You are viewing a plain text version of this content. The canonical link for it is here.
Posted to user@nutch.apache.org by Ankur Garg <ga...@gmail.com> on 2009/04/06 08:12:04 UTC

Problem crawling BBC Hindi Site

Hi All,

I am trying to crawl BBC Hindi site "http://www.bbc.co.uk/hindi/ "
but after depth 1 it shows, stopping at depth-1, no more urls to fetch.

Looking at the dump for depth-1, I realised there is no content fetched from
the page, could any one help me to figure out the root cause of the problem,
why it's not fetching any content from the page?

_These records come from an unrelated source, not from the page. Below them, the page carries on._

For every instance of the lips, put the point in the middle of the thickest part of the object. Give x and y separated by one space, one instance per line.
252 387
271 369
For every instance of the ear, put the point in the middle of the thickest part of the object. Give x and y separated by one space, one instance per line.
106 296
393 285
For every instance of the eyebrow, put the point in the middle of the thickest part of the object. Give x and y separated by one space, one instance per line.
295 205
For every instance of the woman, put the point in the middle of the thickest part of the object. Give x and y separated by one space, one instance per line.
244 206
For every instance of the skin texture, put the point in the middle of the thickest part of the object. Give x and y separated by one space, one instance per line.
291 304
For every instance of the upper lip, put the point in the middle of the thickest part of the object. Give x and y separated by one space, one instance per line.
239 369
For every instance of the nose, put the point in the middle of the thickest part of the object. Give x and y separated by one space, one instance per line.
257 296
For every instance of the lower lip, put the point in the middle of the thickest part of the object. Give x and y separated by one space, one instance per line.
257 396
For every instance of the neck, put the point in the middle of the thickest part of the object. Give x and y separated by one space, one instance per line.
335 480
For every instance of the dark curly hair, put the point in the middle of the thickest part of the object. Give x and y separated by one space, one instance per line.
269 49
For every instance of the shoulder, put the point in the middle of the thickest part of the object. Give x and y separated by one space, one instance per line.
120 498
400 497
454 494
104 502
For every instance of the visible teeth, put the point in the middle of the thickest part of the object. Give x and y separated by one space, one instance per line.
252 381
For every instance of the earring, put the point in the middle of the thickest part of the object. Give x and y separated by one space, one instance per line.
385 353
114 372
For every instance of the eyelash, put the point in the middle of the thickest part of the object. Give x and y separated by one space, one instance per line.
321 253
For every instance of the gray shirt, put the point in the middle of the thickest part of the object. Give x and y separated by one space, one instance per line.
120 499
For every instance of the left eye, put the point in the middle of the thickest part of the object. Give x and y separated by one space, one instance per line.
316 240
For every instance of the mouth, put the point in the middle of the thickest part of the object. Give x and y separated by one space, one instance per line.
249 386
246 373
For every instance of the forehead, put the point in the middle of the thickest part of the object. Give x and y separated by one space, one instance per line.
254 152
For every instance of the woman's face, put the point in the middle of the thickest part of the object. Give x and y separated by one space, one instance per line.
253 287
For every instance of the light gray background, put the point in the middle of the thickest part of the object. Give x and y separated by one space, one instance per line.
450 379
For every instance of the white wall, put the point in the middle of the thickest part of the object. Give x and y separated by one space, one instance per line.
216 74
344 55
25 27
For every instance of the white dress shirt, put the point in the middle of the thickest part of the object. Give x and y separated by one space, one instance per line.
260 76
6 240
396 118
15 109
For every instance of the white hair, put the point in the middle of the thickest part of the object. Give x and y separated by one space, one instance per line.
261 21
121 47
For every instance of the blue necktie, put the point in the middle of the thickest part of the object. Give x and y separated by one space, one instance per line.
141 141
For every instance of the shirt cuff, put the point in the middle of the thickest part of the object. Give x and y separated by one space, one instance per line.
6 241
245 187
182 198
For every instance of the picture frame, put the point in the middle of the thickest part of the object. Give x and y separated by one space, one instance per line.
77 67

Had any one tried to crawl the site http://www.bbc.co.uk/hindi/   ??


thanks in advance

-- 
Ankur Garg
अँकुर गर्ग

Re: Problem crawling BBC Hindi Site

Posted by yanky young <ya...@gmail.com>.
Hi:

if you just use nutch crawl command, you should put your domain names
in crawl-urlfilter.txt

like this:

+^http://([a-z0-9]*\.)bbc.co.uk/hindi

or

+^http://www.bbc.co.uk/hindi

good luck



2009/4/6, Ankur Garg <ga...@gmail.com>:
> Hi All,
>
> I am trying to crawl BBC Hindi site "http://www.bbc.co.uk/hindi/ "
> but after depth 1 it shows, stopping at depth-1, no more urls to fetch.
>
> Looking at the dump for depth-1, I realised there is no content fetched from
> the page, could any one help me to figure out the root cause of the problem,
> why it's not fetching any content from the page?
>
> Had any one tried to crawl the site http://www.bbc.co.uk/hindi/   ??
>
>
> thanks in advance
>
> --
> Ankur Garg
> अँकुर गर्ग
>